3 thoughts on “W3 Activity: Pibloktoq in the Arctic

  1. Culture is a very interesting thing that is influenced by many factors. Based on what I have learned in this class, I define culture as beliefs, customs, morals, and actions shared by a group of people. I think this illness should be regarded as a cultural-bound syndrome since there are many cultural factors that contribute to this syndrome. As you said in the article, stress and despair over culture clash and culture degradation contribute to the prevalence of piblotoq in the Arctic society. An advantage of regarding this as a cultural based syndrome is that it is more recognized in the Arctic society so victims are more likely to seek help since they are aware. Another advantage is that it shows researchers much deeper-rooted problems within the Arctic community. Low levels of Vitamin C and D, and lack of nutrients from diet are problems that can be remedied with supplements. Disadvantages of this are that the syndrome is heavily stigmatized in societies outside of the Arctic. This stigma is probably partially due to lack of understanding about the syndrome and the factors that lead to it. In a different culture piblotoq would probably be considered a mental breakdown or just hysteria. This would probably be treated with visits to a psychiatrist or other forms of mental therapy.

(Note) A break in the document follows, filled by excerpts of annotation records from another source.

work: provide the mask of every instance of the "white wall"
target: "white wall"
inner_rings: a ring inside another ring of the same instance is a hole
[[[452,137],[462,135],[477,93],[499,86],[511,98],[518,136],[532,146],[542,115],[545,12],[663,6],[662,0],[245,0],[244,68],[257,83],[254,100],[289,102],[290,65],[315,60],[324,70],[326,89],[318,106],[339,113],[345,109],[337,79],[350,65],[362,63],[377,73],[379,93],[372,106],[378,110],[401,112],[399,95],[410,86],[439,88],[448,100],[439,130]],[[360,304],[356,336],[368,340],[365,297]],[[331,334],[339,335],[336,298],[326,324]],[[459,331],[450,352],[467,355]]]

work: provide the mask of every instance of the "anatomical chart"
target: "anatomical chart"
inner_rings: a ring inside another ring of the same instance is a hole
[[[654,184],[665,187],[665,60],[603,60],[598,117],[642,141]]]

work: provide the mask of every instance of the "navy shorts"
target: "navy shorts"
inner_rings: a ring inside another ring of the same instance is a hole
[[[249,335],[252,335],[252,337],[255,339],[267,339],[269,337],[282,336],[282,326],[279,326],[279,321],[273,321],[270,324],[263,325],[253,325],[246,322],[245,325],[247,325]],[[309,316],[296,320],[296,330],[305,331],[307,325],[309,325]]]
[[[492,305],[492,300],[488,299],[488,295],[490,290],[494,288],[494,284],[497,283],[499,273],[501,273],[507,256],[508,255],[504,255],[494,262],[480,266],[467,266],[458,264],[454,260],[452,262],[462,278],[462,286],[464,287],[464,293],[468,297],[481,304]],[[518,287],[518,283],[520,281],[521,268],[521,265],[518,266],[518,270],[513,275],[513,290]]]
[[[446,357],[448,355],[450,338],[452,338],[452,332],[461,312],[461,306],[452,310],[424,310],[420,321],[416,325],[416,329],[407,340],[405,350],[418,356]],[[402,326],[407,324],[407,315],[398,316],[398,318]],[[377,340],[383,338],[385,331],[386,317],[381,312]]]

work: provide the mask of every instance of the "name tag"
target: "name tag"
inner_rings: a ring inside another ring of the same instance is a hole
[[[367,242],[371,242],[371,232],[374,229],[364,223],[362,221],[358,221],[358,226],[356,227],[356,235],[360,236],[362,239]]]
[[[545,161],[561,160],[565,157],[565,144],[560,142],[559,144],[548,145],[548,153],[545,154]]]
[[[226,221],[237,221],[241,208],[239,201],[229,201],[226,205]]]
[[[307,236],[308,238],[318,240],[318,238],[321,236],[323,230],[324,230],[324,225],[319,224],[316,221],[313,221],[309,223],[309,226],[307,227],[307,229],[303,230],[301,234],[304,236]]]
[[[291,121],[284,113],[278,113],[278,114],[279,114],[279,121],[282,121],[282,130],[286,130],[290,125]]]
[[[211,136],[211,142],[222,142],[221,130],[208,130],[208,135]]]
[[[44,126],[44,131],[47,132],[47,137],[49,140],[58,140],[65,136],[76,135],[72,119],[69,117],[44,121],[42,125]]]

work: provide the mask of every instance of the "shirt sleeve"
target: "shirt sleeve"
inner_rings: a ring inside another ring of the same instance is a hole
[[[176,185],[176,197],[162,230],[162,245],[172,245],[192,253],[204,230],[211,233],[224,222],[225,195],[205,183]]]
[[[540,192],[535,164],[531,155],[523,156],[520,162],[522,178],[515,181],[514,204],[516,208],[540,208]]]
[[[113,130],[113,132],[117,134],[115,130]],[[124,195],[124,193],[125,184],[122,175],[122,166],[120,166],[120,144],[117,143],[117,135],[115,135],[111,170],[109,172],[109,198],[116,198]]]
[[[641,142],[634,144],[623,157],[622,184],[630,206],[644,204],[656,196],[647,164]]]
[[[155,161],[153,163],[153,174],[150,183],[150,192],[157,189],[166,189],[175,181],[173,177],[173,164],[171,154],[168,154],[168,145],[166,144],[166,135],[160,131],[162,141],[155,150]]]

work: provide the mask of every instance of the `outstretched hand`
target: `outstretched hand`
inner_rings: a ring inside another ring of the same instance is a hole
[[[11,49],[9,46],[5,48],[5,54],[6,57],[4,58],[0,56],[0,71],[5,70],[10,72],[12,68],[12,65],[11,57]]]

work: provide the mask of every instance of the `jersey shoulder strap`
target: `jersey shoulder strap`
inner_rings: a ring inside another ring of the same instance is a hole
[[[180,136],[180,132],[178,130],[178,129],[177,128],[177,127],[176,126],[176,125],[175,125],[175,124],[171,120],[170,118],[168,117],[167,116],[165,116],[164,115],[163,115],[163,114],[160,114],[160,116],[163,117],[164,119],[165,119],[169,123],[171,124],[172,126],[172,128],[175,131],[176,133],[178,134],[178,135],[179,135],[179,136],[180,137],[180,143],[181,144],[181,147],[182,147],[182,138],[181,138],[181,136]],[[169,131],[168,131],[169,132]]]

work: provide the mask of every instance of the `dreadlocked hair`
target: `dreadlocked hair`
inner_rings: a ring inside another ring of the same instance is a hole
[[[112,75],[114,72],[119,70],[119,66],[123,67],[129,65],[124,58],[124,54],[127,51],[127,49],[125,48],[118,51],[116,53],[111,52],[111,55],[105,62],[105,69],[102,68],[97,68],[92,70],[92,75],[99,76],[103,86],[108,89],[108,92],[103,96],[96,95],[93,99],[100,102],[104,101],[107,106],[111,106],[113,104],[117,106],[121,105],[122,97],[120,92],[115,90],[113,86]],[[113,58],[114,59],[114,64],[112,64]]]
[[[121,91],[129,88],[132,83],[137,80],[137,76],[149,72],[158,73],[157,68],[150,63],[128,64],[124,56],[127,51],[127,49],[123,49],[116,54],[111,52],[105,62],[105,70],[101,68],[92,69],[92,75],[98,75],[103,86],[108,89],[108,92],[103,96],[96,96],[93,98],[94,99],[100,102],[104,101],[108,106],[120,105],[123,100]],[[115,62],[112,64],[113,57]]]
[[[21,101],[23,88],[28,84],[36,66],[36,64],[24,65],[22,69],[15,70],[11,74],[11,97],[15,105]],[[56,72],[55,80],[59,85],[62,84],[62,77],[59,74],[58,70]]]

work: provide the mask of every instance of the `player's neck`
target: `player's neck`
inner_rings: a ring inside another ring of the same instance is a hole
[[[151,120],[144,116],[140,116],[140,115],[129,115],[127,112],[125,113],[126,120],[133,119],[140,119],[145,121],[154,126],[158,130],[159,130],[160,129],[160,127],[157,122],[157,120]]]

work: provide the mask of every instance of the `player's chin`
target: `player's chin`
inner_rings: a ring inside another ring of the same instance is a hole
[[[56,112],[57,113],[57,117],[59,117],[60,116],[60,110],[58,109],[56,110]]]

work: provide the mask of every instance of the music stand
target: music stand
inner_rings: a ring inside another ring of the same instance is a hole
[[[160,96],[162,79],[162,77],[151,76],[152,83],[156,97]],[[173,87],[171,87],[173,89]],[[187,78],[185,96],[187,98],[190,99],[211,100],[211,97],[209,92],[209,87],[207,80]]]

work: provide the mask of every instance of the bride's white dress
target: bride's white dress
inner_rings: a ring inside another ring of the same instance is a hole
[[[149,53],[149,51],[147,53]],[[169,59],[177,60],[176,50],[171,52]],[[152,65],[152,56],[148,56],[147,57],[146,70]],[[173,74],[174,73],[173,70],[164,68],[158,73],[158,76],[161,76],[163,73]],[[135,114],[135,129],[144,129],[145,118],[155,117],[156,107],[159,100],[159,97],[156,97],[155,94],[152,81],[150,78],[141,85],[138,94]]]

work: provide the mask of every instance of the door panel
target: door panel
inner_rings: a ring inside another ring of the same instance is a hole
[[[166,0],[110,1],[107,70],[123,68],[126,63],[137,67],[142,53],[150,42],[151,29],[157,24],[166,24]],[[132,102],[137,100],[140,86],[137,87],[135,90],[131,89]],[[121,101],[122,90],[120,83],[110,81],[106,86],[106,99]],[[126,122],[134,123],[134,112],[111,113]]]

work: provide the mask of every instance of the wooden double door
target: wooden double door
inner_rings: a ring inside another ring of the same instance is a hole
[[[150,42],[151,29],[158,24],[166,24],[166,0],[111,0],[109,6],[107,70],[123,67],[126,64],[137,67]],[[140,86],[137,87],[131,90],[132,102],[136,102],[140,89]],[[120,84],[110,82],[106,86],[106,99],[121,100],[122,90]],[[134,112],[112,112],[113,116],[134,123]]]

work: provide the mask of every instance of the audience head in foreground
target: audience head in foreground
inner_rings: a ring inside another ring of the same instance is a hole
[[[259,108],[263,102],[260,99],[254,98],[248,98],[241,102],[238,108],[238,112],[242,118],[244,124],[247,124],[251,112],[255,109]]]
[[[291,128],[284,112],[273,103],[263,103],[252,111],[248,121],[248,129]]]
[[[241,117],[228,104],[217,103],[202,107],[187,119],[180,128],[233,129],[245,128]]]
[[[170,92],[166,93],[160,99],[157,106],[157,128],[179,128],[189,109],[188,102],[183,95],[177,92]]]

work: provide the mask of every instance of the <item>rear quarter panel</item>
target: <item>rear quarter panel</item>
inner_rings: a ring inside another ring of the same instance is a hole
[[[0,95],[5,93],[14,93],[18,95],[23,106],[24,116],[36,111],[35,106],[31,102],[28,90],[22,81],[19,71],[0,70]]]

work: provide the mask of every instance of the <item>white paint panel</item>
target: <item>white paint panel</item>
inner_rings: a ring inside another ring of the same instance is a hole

  2. I would define culture as the collectively shared artistic, spiritual, behavioral and moral human manifestations and otherwise shared customs which are regarded collectively by a certain group of people. I would classify Piblotkoq as a culturally bound syndrome since as you described in your post, while the native people feel it is caused by a feeling of culture degradation or culture clash; there is still a considerable amount of speculation as to what the causes are from a biological standpoint. The benefit to classifying this as a culture bound syndrome is having such a large population of people to use as a control group since the arctic is so sparsely populated. It will be much easier to study this phenomenon when a researcher only has a small sample they need to observe and from there can extrapolate a theory far quicker. A disadvantage to this as you mentioned would be a stigma of high mental health problems surrounding arctic indigenous populations, when in reality this may not be the cause at all. You mentioned it has been theorized that the root cause from a biological standpoint may be due to dangerously low amounts of vitamin c and calcium in the diet of indigenous peoples which can easily be fixed through supplements or an addition of different foods high in these nutrients.

  3. Hello, Mariam

    Culture to me means the way a person is raised and the way a person lives. It includes their beliefs, rituals, traditions, along with the food they eat, music they listen to and hobbies they take place in. Culture can be determined by location, race, age, and time period. I think that CBS does not always exist but some cultures that are well determined can get different illness based on their genes, lifestyle and location. I do not think that culture is a good way of determining illness at all times because some culture is not as easy to determine and some people fall into more than one culture or maybe no defined culture at all. I think this blurred border between cultures leads to Pibloktoq because like you said in your summary this illness can come from stress over clashing cultures. I believe this illness is a CBS because it comes from the way that their family raised their children; it comes from their beliefs. It also comes from their location because they are not getting all the nutrients they need due to the resources they have available. Thinking of Pibloktoq as a CBS can be an advantage because people in this culture will be aware of this disease, which will help diagnose people and also have a support system. People will be better educated about the illness and why people are getting in, this will make those with the illness more accepted. The disadvantage of this illness being a CBS would be that people outside this culture would feel invincible to this illness and also give a sort of sigma to the culture that is more susceptible to Pibloktoq. In a different culture I believe Pibloktoq would be looked at as a mental illness and treatment with behavioral therapy and medication for the mental aspect of this illness.